Des experts comme Satoshi Tanaka de l’Université pharmaceutique de Kyoto ont soutenu que le processus d’évaluation par les pairs dans le monde universitaire « est en crise ».
Ce qui aggrave le problème. La crise est le bassin limité d’évaluateurs bénévoles, submergés par le nombre de soumissions. Cette lassitude crée une vulnérabilité que les outils d’IA, pour le meilleur comme pour le pire, commencent à exploiter.
arXiv a déjà été au centre des débats sur l’IA et l’intégrité académique. L’année dernière, des chercheurs ont même été découverts en train d’intégrer des commandes cachées dans leurs articles pour manipuler des systèmes de révision basés sur l’IA, une pratique connue sous le nom d’injection rapide.
En dissimulant les instructions dans du texte blanc ou des polices microscopiques, les auteurs ont tenté de tromper les systèmes automatisés pour qu’ils donnent des commentaires positifs. Cet incident a mis en évidence la facilité avec laquelle les systèmes automatisés pouvaient être manipulés, compromettant l’ensemble du processus d’examen.
La nuance du récent changement d’arXiv était même une source de confusion, certains médias ayant initialement signalé de manière erronée la portée de la nouvelle règle.

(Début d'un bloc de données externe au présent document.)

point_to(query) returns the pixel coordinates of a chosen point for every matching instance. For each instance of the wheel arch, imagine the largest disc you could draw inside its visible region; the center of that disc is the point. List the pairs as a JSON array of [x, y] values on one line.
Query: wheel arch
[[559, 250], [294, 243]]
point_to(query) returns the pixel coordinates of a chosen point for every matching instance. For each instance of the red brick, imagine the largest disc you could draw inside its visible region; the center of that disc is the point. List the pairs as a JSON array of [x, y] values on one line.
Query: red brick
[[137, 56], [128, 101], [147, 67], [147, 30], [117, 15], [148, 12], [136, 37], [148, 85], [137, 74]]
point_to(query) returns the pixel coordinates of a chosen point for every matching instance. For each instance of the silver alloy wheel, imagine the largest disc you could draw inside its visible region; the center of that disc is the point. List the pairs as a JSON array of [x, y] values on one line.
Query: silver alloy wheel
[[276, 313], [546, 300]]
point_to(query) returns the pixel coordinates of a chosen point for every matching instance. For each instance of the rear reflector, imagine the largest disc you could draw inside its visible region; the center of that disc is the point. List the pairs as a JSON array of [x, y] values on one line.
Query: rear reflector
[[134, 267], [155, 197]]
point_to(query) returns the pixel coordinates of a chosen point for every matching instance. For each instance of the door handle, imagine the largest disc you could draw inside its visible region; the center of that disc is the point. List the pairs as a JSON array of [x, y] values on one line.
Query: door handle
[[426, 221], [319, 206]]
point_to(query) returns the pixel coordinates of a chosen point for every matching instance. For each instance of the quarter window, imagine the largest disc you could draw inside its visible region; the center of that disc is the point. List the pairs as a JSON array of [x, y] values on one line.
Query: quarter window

Pas une nouvelle politique, mais une application nécessaire
Citant un afflux ingérable de soumissions, les responsables d’arXiv ont précisé que le le changement est plus une mesure coercitive qu’une nouvelle politique.
Les articles de synthèse et les exposés de position n’ont jamais été des types de contenu officiellement acceptés, mais ont été historiquement autorisés à la discrétion du modérateur lorsqu’ils étaient de haute qualité et d’intérêt scientifique.
Une récente explosion de volume, alimentée par l’IA, a tout simplement rendu cette approche discrétionnaire intenable. Protéger le temps de ces modérateurs bénévoles, fondement du système de prépublication, est essentiel.
Les directives de la plateforme arXiv stipulent que les auteurs humains sont entièrement responsables de tout contenu produit par des outils d’IA et interdisent explicitement de répertorier une IA comme co-auteur.
L’adoption de cette nouvelle pratique de modération pour la catégorie CS est une extension logique de ce principe, renforçant le fait que la validation humaine reste primordiale. Les éditeurs du secteur sont confrontés à ce problème et créent des politiques fragmentées.
Bien que certains autorisent une utilisation limitée de l’IA, d’autres, comme Elsevier, l’ont entièrement interdite, citant le”risque que la technologie génère des informations incorrectes, incomplètes ou biaisées”. conclusions.”
Pour l’avenir, la plateforme a indiqué que d’autres disciplines pourraient connaître des changements similaires. Dans son annonce, arXiv a noté: « Si d’autres catégories constatent une augmentation similaire des articles de synthèse et des documents de position rédigés par des LLM, elles peuvent choisir de modifier leurs pratiques de modération de la même manière… »
Une telle décision suggère un changement potentiel à l’échelle de la plateforme si la vague de contenu généré par l’IA continue de se propager. Il positionne la décision d’arXiv non pas comme une solution isolée, mais comme un indicateur potentiel de la manière dont l’ensemble de la communauté scientifique sera obligée de s’adapter aux défis et aux tentations de l’IA générative.